Pani wspomniana powyżej, jak się okazało, jest bardzo nieszczerą osobą. Wykorzystuje informacje uzyskane ode mnie, by je rozsyłać dalej w sieci, nabijając plotkarskie zrzeszenia. A inna osoba ostrzegała mnie przed takim zachowaniem, a Piotrek nie słuchał, przepraszam. Sama zainteresowana będzie wiedziała doskonale kogo przepraszam

- podsumował Piotr. Pozostałe odpowiedzi Piotra na pytania widzów znajdziesz w naszej galerii na górze strony. Sprawdź, co jeszcze powiedział na temat swojej żony.

Zobacz wideo "Ślub od pierwszego wejrzenia". Wydawało się, że te pary przetrwają

"Ślub od pierwszego wejrzenia". Piotr w ogniu krytyki. "Jego zachowanie w sieci jest żenujące"

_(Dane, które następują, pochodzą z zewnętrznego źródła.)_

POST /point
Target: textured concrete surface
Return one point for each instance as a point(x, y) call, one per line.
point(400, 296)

Podczas sesji Q&A, którą Piotr zorganizował na Instagramie, uczestnik odpowiedział także na kilka pytań dotyczących jego żony. Jeden z widzów zapytał go, o jakie cechy przyszłej żony prosił na castingu. "Wszystkie, które są przeciwne u mojej żony" - stwierdził Piotr. Zachowanie uczestnika jest mocno krytykowane także przez samych widzów. Na grupie dedykowanej programowi na Facebooku nie szczędzili mu słów krytyki. "Ciekawe co on jeszcze odwali do finału po kolejnych odcinkach", "Myślałam, że po ostatnich pytaniach zmądrzeje i przestanie to robić, a tu zero refleksji i znowu to samo. No cóż, 'milczenie jest zlotem'", "Napisałam, że jego zachowanie w sieci jest żenujące, bo tak nie zachowuje się dorosły mężczyzna, to mnie zablokował", "Facet sam wystawia się na pośmiewisko i lincz, tu już nie zrzuci winy na montaż produkcji. Jedynie jego syna szkoda" - czytamy w komentarzach.